Monday, February 11, 2008

"We are al Qaeda. You will be assimilated!"

It's truly amasing how easily one becomes al Qaeda nowadays.

In fact, it hardly takes any effort to become "friends of al Qaeda":
Sheikh Sattar, whose tribe is notorious for highway banditry, is also building a personal militia, loyal not to the Iraqi government but only to him. Other tribes — even those who want no truck with terrorists — complain they are being forced to kowtow to him. Those who refuse risk being branded as friends of al-Qaeda and tossed in jail, or worse.
Say the wrong word to the wrong person, and maybe someone will nominiate you for membership ... and premature termination.

One easy route to full membership in this august organisation is simply to be dead. Or to be around the dead. Here's an example of heresy: Using the "A-word" ("alleged") in an article.
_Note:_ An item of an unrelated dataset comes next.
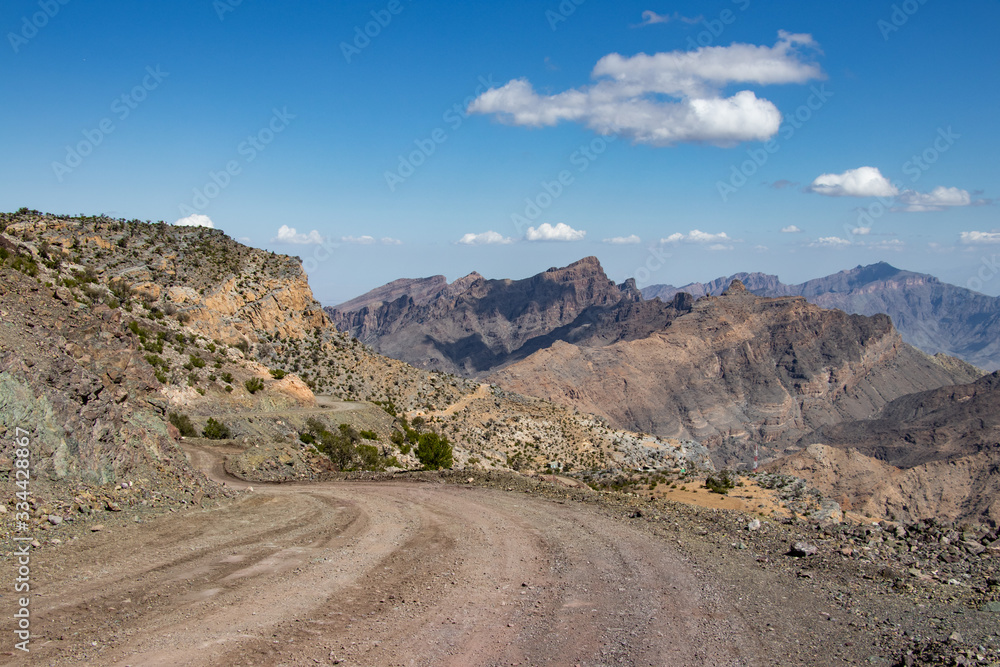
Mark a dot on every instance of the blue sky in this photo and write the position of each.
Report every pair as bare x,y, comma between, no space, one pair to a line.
675,141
And now we have "al Qaeda" training camps for kids in Iraq:
Videos seized from suspected members of al-Qaeda in Iraq show children being trained as fighters for the group, Iraqi and US military officials have said.

Footage from the videos, which appear to show boys as young as 10 wearing masks while carrying weapons, was presented to reporters on Wednesday.

"Al-Qaeda in Iraq wants to poison the next generation of Iraqis," Rear Admiral Gregory Smith, a US military spokesman, said during the presentation of the footage.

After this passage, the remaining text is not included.